Oleh: Prof. Komaruddin Hidayat, Ph. D. (Profil)

Guru Besar Filsafat Agama dan Rektor UIN Syarif Hidayatullah Jakarta 2006-2015

Mengapa untuk memanjatkan doa pada Tuhan saja mesti pergi jauh-jauh ke Makkah di Saudi Arabia dengan ongkos yang cenderung naik dari tahun ke tahun? Adakah kalau kita berdoa di Tanah Air, Tuhan tidak mendengarnya?

Tentu saja semua orang yang beriman meyakini bahwa di mana pun dan kapan pun kita berdoa, Tuhan pasti mendengarkan, baik berdoa dengan berbisik-bisik maupun dengan suara keras. Lebih dari itu, sesungguhnya untuk melakukan komunikasi dengan Tuhan tidak diperlukan ongkos.

Namun demikian, karena ajaran formal agama (Islam), menetapkan bahwa haji haruslah dilaksanakan di wilayah Tanah Suci Makkah dan waktunya pun telah ditentukan, maka dewasa ini setiap tahun sekitar dua juta umat Islam memenuhi panggilan Allah menunaikan ibadah haji, mengikuti jejak Nabi Ibrahim AS.

Di samping menetapkan niat dalam hati, rangkaian ibadah haji secara lahiriah diawali dengan menanggalkan pakaian sehari-hari, lalu diganti dengan menggunakan pakaian ihram, yaitu kain putih yang amat sederhana. Secara psikologis, pakaian keseharian kita merupakan refleksi keakuan serta simbol status sosial. Ketika menghadap Tuhan, pakaian artifisial ini kita lepaskan.

Dalam kehidupan ini, mudah sekali orang mengidentikkan jati dirinya dengan pakaian, status sosial ataupun profesi yang disandangnya. Terlebih lagi jika status sosial yang disandangnya itu dianggap bergengsi dan mendatangkan banyak keuntungan materi.

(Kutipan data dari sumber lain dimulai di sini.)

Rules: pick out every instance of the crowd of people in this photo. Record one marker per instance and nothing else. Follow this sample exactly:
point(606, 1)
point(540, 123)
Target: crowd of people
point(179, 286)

Orang yang telah puluhan tahun menjabat sebagai lurah, misalnya, bisa jadi jabatan yang dipeluknya itu menjadi manunggal karena telah tertanam ke dalam ruang bawah sadarnya. Kesadaran kelas ini biasanya membias pada keluarga (istri, anak) dan lingkungan sekitarnya.

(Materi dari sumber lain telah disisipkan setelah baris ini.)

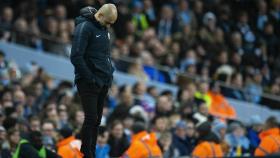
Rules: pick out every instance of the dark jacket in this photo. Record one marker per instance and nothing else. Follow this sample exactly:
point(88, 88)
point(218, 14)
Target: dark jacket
point(90, 53)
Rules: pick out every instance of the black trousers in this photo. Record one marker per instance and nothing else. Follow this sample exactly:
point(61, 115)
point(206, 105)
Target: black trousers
point(92, 98)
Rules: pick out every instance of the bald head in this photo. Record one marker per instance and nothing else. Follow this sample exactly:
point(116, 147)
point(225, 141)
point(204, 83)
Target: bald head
point(107, 14)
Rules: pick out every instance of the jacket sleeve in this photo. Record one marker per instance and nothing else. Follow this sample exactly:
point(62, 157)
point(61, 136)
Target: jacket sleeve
point(79, 45)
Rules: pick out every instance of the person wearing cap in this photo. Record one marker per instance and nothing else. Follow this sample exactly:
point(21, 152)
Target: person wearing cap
point(270, 139)
point(68, 146)
point(143, 144)
point(90, 56)
point(208, 143)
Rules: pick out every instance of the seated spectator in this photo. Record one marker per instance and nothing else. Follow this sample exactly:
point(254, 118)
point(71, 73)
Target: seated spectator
point(167, 24)
point(165, 143)
point(68, 146)
point(220, 128)
point(180, 141)
point(137, 70)
point(201, 94)
point(125, 103)
point(160, 125)
point(253, 88)
point(36, 142)
point(253, 131)
point(143, 144)
point(102, 147)
point(237, 82)
point(49, 135)
point(20, 147)
point(139, 19)
point(270, 139)
point(208, 143)
point(164, 106)
point(239, 143)
point(150, 69)
point(219, 106)
point(118, 141)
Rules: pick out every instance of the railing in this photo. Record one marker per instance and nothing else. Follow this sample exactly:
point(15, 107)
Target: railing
point(270, 100)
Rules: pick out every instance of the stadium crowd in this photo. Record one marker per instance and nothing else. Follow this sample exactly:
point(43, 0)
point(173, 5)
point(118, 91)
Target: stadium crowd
point(233, 41)
point(224, 40)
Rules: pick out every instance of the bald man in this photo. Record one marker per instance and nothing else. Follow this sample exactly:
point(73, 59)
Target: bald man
point(90, 56)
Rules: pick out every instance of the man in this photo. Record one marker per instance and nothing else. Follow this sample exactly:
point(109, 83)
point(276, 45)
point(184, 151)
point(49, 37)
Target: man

Pakaian dan status sosial yang begitu lama melekat pada seseorang, secara psikologis potensial melahirkan kekuatan imperialisme. Sebuah kekuatan yang menjajah keakuan seseorang yang paling polos dan mulia bahwa setiap orang pada dasarnya memiliki derajat yang sama. Bahwa pakaian dan jabatan hanyalah tempelan yang setiap saat bisa lepas atau dilepas. Yang membedakan derajatnya di hadapan Allah adalah kadar iman dan amal salehnya.

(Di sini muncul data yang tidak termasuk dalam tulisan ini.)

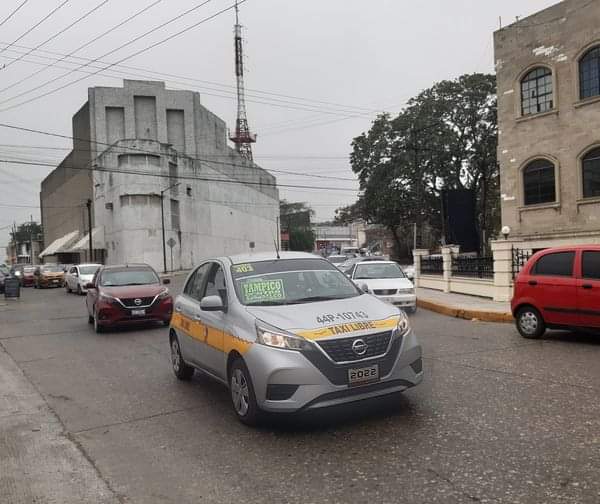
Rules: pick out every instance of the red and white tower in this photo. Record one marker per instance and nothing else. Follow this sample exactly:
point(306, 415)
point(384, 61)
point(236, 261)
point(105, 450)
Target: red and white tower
point(242, 138)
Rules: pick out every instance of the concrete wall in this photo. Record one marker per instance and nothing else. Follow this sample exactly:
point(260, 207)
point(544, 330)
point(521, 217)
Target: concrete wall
point(555, 38)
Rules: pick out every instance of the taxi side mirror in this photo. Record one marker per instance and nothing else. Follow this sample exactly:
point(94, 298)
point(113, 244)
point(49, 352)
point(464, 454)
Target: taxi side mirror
point(212, 303)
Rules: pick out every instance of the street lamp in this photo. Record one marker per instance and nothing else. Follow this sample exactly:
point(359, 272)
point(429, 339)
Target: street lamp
point(162, 219)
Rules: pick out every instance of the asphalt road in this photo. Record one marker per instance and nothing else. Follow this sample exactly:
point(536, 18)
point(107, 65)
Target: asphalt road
point(497, 418)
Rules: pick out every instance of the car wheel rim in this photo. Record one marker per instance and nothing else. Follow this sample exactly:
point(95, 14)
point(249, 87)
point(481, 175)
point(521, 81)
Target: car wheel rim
point(528, 322)
point(239, 392)
point(175, 357)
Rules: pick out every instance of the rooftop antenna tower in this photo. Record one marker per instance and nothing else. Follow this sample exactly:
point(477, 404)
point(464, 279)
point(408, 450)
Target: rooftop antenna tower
point(242, 138)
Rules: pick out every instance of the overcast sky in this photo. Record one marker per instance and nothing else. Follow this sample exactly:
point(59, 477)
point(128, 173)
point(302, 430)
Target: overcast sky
point(337, 61)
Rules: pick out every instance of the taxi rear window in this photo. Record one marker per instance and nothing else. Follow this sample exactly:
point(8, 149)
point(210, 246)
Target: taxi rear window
point(263, 267)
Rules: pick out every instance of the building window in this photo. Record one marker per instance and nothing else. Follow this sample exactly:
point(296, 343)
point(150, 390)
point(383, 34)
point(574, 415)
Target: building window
point(536, 91)
point(589, 76)
point(590, 166)
point(175, 214)
point(538, 182)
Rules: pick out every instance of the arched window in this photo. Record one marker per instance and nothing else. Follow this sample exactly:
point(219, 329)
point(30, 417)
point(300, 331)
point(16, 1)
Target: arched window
point(538, 182)
point(590, 166)
point(536, 91)
point(589, 75)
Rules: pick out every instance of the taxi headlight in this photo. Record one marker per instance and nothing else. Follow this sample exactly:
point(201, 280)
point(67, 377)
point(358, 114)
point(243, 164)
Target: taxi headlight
point(270, 336)
point(403, 325)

Untuk meraih kembali kesadaran eksistensial itu maka seorang Muslim diwajibkan pergi haji, meninggalkan rumah dan segala pekerjaan serta status sosialnya agar terbebaskan dari sifat self-centered (individual). Untuk ini ibadah haji diawali dengan menanggalkan pakaian sehari-hari, pakaian dalam arti yang lebih dalam dan luas.

Ketika seseorang memulai prosesi ibadah haji, egoisme dan berbagai kesadaran palsu harus dikubur, lalu ditumbuhkan pada dirinya kesadaran baru, yaitu penghayatan akan makna kemanusiaan universal. Mereka datang dengan niat yang sama dan status yang sama. Tak ada yang lebih unggul di mata Allah dari yang lain kecuali karena kualitas ketakwaannya.

Oleh karenanya, ibadah haji secara psikologis merupakan upacara “kematian” dalam rangka menemukan makna dan kualitas hidup yang lebih sejati. Yaitu matinya kesadaran palsu dan sifat-sifat negatif yang antara lain ditimbulkan oleh prestasi duniawi yang memabukkan dan cenderung merendahkan harkat kemanusiaannya.